Beneath this policy stack, the lithium ecosystem has thinned considerably since 2024. Lepidico Limited, the Australian-listed operator of the Karibib project, entered voluntary administration on 3 December 2024. Creditors voted for liquidation on 15 May 2025. The parent's shares were declared worthless in June 2025 and the group was wound up in August 2025. The Karibib asset itself sits under a conditional option to International Lithium Corp, a Canadian junior, with an adverse Singapore International Arbitration Centre ruling against Lepidico Namibia in a Chinese offtake dispute hanging over the transaction.
Xinfeng Investments Namibia, whose mining licence 243 was revoked in April 2023 and reinstated by the High Court in June 2023, admitted in December 2024 to mining beyond its licensed area at Uis. It continues to operate. Andrada Mining's Uis operation is currently the sole Namibian lithium project producing commercial concentrate at meaningful grade, with a Lithium Ridge drilling programme expanded to 16,500 metres and high-grade intercepts reported through mid-2026.

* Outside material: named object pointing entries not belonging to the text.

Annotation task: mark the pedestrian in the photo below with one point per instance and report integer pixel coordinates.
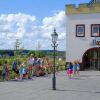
(78, 68)
(69, 69)
(15, 68)
(74, 68)
(30, 64)
(5, 72)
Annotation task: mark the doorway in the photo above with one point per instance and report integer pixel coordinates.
(91, 59)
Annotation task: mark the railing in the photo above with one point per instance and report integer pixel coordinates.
(93, 1)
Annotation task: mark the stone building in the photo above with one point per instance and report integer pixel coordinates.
(83, 34)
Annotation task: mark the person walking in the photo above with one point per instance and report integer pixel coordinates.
(78, 68)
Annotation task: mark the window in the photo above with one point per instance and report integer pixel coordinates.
(95, 30)
(80, 30)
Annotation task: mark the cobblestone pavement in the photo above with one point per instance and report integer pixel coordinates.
(85, 87)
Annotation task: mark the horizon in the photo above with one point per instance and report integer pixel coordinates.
(33, 22)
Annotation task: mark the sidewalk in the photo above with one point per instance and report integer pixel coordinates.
(87, 87)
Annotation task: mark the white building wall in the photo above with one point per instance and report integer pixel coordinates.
(76, 46)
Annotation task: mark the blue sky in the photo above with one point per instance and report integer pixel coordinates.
(32, 21)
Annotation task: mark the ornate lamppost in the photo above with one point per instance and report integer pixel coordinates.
(54, 45)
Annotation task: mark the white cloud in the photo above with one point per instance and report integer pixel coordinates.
(25, 27)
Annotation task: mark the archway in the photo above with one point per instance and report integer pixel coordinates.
(91, 59)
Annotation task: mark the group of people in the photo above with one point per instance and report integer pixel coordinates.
(28, 68)
(73, 69)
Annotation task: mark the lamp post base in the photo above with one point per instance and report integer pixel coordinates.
(54, 83)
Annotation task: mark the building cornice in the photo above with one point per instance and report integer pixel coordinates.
(83, 9)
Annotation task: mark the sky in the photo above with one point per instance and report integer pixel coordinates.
(33, 22)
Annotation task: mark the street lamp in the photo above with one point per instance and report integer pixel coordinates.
(54, 41)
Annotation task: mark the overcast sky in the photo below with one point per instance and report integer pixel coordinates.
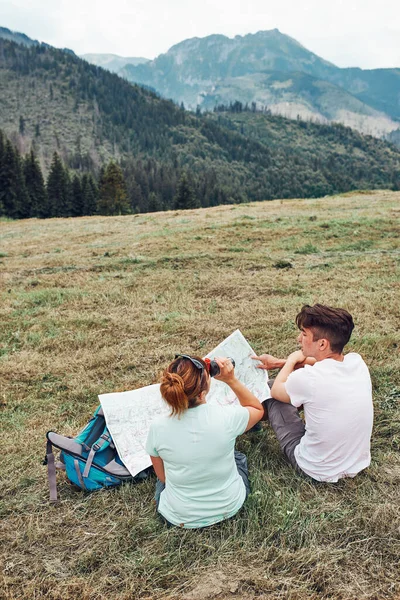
(364, 33)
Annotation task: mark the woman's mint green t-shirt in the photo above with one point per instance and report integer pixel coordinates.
(203, 485)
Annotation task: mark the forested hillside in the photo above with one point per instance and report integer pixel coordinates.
(54, 101)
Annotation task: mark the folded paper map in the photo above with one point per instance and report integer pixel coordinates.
(129, 414)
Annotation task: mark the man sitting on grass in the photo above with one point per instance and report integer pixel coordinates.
(335, 391)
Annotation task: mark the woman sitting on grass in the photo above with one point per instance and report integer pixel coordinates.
(201, 478)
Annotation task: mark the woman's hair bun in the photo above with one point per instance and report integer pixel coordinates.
(172, 379)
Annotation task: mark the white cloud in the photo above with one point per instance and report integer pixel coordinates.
(361, 33)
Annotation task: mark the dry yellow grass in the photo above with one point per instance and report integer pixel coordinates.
(95, 304)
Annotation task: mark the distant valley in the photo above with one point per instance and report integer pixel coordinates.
(274, 71)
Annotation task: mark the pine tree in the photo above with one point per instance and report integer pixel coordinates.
(58, 189)
(155, 202)
(35, 187)
(77, 197)
(185, 197)
(113, 199)
(89, 195)
(14, 199)
(2, 151)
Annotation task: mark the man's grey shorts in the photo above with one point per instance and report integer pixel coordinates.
(288, 427)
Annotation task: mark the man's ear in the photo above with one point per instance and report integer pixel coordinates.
(323, 344)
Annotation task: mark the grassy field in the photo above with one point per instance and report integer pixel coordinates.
(93, 305)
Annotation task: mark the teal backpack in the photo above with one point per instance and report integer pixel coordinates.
(90, 460)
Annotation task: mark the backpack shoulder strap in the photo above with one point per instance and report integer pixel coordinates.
(104, 439)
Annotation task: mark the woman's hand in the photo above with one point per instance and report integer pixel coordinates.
(227, 370)
(269, 362)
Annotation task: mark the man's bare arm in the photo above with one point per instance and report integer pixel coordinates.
(278, 390)
(269, 362)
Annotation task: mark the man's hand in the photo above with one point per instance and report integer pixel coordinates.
(296, 358)
(227, 371)
(269, 362)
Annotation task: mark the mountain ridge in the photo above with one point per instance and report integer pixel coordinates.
(197, 72)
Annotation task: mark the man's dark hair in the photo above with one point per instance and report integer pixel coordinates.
(333, 324)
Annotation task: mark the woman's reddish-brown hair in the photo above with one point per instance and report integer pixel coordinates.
(182, 382)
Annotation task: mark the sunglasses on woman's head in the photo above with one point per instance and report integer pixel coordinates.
(194, 361)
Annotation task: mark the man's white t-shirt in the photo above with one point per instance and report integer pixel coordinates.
(338, 411)
(203, 485)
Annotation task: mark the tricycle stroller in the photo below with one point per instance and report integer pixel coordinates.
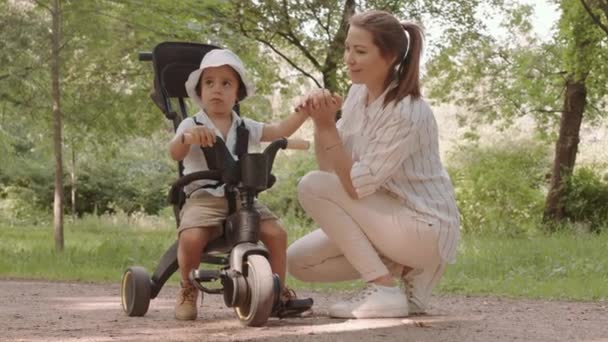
(247, 282)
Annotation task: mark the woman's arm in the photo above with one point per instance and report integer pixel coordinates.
(332, 156)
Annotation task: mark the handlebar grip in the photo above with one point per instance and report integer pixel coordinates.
(297, 144)
(145, 56)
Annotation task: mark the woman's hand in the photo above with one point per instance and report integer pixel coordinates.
(321, 105)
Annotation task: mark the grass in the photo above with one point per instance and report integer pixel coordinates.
(560, 266)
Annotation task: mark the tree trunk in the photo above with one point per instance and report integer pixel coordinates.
(57, 125)
(73, 182)
(565, 148)
(336, 49)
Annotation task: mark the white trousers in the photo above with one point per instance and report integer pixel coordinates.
(364, 238)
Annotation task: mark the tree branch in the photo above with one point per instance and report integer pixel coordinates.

Around this operational picture, the diplomatic architecture is substantial and largely delivered on non-lithium substance. The EU-Namibia Strategic Partnership on Sustainable Raw Materials Value Chains and Renewable Hydrogen, signed at COP-27 in November 2022, mobilised €1 billion in commitments from the EU, member states and European financial institutions, plus a €500 million European Investment Bank facility. Its concrete lithium-specific deliverable to date is a Walvis Bay port masterplan study led by Port of Antwerp and Bruges International. The US posture, articulated most visibly by Ambassador John Giordano at an April 2026 embassy summit, has moved from strategic language to explicit calls for "execution" — with no committed US capital or named US operator in the Namibian lithium sector as of the research cut-off. Chinese engagement in Namibian lithium specifically continues through a single dominant operator, Xinfeng, whose licence status remains contested. Chinese engagement in Namibia's wider critical minerals sector is broader and is addressed as a candidate for a subsequent Koussi brief.
This brief maps that picture. It does not argue that Namibia's position is failing or succeeding. It documents where the policy instruments sit, who enforces them, which operators are actually active, which deals are actually concluded, and where the gap between announcement and substance is widest. Where sources conflict, this brief uses the more conservative figure and flags the discrepancy. Where verification failed, this brief says so.
The reader should draw their own conclusions. The purpose of this brief is to make those conclusions reachable from the evidence.